Protection de l’enfance : « La situation n’est pas satisfaisante »
La Cour des comptes pointe la mauvaise application de la loi de 2007 sur la protection de l’enfance. Les structures d’accueil des jeunes en danger seraient trop peu contrôlées et les rôles mal répartis entre judiciaire et administratif.
Les jeunes en danger pâtissent d’une application « pas satisfaisante » de la loi sur la protection de l’enfance, a jugé jeudi la Cour des comptes, estimant que les structures d’accueil sont trop peu contrôlées et les rôles mal répartis entre judiciaire et administratif.
« La situation n’est pas satisfaisante », a déclaré lors d’un point presse le président de la Cour des comptes Phillippe Séguin, en présentant un bilan de la loi sur la protection de l’enfance en 2007.
Il a évoqué un risque de « maltraitance institutionnelle » contre les enfants. « L’insuffisance » la plus « préoccupante » concerne l’exécution des décisions de justice, selon la Cour, qui a relevé des « délais très excessifs », pour les décisions de placement par exemple.
« Ballottés d’institution en institution »« On constate que le parcours des enfants protégés est souvent long et chaotique.

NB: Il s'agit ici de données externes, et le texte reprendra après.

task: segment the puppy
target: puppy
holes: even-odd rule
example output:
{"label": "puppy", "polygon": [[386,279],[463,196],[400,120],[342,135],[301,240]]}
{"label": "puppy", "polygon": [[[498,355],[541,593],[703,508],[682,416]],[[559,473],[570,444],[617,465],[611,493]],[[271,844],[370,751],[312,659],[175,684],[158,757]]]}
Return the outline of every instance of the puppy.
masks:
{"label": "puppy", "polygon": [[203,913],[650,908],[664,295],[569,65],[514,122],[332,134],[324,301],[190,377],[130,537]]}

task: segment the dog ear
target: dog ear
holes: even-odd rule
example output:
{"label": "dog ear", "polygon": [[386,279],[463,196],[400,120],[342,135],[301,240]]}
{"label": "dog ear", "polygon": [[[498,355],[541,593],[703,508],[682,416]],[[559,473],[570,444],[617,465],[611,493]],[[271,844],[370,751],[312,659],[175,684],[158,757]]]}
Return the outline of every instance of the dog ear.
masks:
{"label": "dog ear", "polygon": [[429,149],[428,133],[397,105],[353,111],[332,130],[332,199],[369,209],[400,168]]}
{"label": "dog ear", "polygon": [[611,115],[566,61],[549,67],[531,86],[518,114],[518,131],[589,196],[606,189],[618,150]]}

Les enfants, déjà fragilisés, subissent donc les effets des défauts d’organisation de la prise en charge », a affirmé Philippe Séguin, rappelant que la protection de l’enfance représente environ 6 milliards d’euros par an.
« Souvent ballottés d’institution en institution et dans certains cas, faute de solution adaptée, ils sont remis à leurs familles et parfois même hébergés à l’hôtel », a-t-il dénoncé, relevant qu’à Paris en 2006, « 65 jeunes confiés à l’aide sociale à l’enfance étaient hébergés à l’hôtel ! ».
La Cour a aussi regretté que « les juges ordonnent 82% des mesures » alors que « de nombreux cas (…) pourraient et devraient être traités par le département ».
« La qualité des prises en charge est trop peu contrôlée », a aussi relevé la Cour, notant que « les aides financières » aux familles ou « l’intervention d’un travailleur social » à domicile « constituent une forme de soutien épisodique dont personne ne cherche à mesurer l’efficacité ».
« Un contrôle tous les 26 ans ! »Quant aux établissements d’hébergement, « la plupart des départements s’appuient » sur les associations qui les gèrent « trop souvent sans les remettre en cause ». « Au rythme actuel, un établissement du secteur associatif est contrôlé par l’Etat en moyenne tous les 26 ans ! », a déploré Philippe Séguin, estimant même que « personne ne contrôle quoi que ce soit ».
Philippe Séguin a appelé les conseils généraux à « assurer leur rôle central », comme la loi de 2007 les y incitaient, notamment en revoyant les autorisations d’accueil trop anciennes.
« L’offre est donc rigide et souvent on a l’impression que c’est elle qui conditionne les décisions plutôt que l’analyse du besoin réel des enfants », a ajouté Philippe Séguin.
La Cour a aussi regretté que les départements ne reçoivent « pas systématiquement » les informations concernant les enfants en danger, « notamment parfois celles connues des médecins ou de l’Education nationale ».
La protection de l’enfance a concerné 300.000 jeunes en 2007, dont la moitié fait l’objet d’un placement hors de la famille et l’autre de mesures éducatives.
La protection administrative, baptisée Aide sociale à l’enfance (ASE), est confiée au département. Les juges prennent par ailleurs des mesures que selon la Cour « rien de distingue au fond des décisions » prises par l’ASE.
L’enquête a porté sur 17 départements, 18 tribunaux de grande instance, 8 Cours d’appel, 5 services départements de protection judiciaire de la jeunesse et « plusieurs » associations.